Это энергичное приветствие заставило Галину покраснеть. Сергей подумал, что взгляд стоматолога, адресованный Галине, мог быть не столь радушным, как слова.

― Андрей Борисович — Костин товарищ! — сообщила Галина для присутствующих и смутилась еще больше.

― Мы вместе отдыхали в Евпатории, — уточнил стоматолог.

― Костя будет очень рад… — пробормотала Галина, с недоумением разглядывая Анастасию Владимировну.

― Это моя мама! — гордо объяснила подкидыш.

― Очень приятно!.. — сказала Галина, одаривая Анастасию Владимировну одной из своих очаровательных улыбок.

― Здравствуйте… — Аленина мать как-то неловко переступила с ноги на ногу. — Мир тесен, выходит! — На руке ее сверкнул перстенек, который она завещала однажды подкидышу.
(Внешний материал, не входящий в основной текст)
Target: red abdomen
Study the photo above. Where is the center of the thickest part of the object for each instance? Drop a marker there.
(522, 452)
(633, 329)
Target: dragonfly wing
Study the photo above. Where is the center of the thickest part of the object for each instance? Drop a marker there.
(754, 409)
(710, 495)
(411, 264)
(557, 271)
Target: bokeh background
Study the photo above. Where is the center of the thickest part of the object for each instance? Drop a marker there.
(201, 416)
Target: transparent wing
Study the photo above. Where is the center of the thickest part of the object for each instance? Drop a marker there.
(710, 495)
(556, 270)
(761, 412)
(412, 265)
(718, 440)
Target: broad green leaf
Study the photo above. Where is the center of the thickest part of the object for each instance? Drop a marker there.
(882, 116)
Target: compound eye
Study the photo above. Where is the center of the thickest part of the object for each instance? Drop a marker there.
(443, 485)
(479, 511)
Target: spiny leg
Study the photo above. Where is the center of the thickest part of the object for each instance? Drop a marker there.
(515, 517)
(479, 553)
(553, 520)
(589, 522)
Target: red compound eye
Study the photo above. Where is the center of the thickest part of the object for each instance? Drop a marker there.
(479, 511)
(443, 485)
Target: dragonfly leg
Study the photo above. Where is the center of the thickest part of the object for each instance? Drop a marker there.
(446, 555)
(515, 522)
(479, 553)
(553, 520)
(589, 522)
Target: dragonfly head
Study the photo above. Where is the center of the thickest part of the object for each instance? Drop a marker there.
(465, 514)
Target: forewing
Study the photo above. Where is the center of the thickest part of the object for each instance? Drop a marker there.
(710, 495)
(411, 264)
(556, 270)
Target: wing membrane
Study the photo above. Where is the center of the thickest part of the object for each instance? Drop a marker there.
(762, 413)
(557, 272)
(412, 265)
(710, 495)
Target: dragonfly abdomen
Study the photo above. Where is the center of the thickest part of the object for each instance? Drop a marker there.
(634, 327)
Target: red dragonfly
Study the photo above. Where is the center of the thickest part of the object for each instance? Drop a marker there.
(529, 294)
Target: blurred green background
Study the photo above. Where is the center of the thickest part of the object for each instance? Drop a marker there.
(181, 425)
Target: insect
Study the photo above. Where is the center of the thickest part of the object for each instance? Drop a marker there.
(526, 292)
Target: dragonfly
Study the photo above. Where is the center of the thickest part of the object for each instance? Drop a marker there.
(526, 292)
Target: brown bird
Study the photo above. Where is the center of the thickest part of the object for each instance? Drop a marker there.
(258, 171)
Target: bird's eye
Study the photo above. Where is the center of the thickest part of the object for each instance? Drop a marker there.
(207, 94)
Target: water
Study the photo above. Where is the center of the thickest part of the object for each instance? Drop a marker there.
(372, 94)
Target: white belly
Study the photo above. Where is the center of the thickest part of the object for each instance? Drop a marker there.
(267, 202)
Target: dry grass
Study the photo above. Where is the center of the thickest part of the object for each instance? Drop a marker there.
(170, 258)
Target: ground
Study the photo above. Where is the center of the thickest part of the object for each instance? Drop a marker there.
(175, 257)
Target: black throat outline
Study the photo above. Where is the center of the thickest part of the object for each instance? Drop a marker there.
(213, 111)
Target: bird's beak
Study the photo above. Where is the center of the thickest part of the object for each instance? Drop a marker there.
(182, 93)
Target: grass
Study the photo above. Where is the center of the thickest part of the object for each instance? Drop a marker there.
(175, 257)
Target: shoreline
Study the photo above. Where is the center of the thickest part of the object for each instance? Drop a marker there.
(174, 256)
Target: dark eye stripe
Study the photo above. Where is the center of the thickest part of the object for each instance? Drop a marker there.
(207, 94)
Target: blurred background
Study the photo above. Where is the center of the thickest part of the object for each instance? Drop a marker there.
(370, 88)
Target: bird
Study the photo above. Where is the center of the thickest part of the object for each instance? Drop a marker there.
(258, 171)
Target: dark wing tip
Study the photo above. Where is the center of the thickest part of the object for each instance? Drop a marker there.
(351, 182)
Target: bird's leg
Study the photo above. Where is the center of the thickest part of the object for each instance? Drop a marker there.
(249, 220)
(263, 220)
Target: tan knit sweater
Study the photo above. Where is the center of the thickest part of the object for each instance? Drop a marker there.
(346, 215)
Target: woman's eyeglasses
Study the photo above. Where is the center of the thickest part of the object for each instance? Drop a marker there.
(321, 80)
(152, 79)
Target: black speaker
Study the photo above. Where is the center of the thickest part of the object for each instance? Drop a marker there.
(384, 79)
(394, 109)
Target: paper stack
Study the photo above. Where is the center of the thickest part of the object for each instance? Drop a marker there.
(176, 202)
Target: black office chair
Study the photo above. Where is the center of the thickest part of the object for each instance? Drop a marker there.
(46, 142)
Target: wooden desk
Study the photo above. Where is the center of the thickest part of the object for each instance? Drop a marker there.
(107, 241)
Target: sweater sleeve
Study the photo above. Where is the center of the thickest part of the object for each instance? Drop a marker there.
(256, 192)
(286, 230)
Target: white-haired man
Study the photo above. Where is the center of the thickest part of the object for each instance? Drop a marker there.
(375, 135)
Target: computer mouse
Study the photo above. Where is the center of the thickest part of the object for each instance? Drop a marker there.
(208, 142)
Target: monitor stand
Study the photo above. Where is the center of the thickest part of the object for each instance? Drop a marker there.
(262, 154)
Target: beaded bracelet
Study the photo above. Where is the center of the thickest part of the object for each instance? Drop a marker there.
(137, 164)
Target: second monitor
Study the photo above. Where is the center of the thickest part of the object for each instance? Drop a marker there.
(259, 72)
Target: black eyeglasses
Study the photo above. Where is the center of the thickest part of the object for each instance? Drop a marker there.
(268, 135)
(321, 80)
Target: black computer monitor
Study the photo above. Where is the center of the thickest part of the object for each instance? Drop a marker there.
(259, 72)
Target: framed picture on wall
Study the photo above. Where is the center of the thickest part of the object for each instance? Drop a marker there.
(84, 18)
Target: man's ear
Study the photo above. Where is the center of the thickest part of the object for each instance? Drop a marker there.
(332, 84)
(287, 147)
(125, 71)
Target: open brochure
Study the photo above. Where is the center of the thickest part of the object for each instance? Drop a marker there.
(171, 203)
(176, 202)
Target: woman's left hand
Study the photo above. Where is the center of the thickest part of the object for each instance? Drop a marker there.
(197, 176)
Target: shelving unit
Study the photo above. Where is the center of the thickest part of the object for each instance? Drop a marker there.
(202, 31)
― Да уж кого не думала увидеть — Андрея Борисовича! — подтвердила Галина.

― Ну конечно! — поддержал ее стоматолог. — Андрей Борисович — гость незваный! А у меня в Сосновске двери для вас открыты настежь! Учтите это.

― Как и наши тоже, — вставила Анастасия Владимировна.

При этом извержении любезностей один Сергей оставался в стороне и мог строить всевозможные домыслы по поводу неожиданного знакомства Галины с этим давно неприятным ему субъектом.

― Мама, мы собирались в дом? — напомнила Алена.

― Андрей Борисович, заедете к нам, — сказала Галина, не то спрашивая, не то утверждая. — Скоро у Кости перерыв, он обидится.

― Я обязательно повидаю его! — с готовностью откликнулся стоматолог. — Когда у него перерыв? — И обернулся к Анастасии Владимировне. — Мы еще не спешим?.. Ну, я пока загляну к Гале!

― Мы как-нибудь найдем вас… — ответила Анастасия Владимировна.

― Я знаю, где живет Галя, — сказала Алена. — Мы зайдем.

Галина только теперь спохватилась:

― Как там Леша?

― Он просил курить, — сказала Алена. — И ждет вас. А Сережа не курит.

― Это тот самый Леша, из-за которого мы выжимали по сто километров в час? — спросил у Анастасии Владимировны стоматолог.

― Тот самый. Валентины Макаровны сынишка, — ответила Анастасия Владимировна, еще раз внимательно оглядывая Галину.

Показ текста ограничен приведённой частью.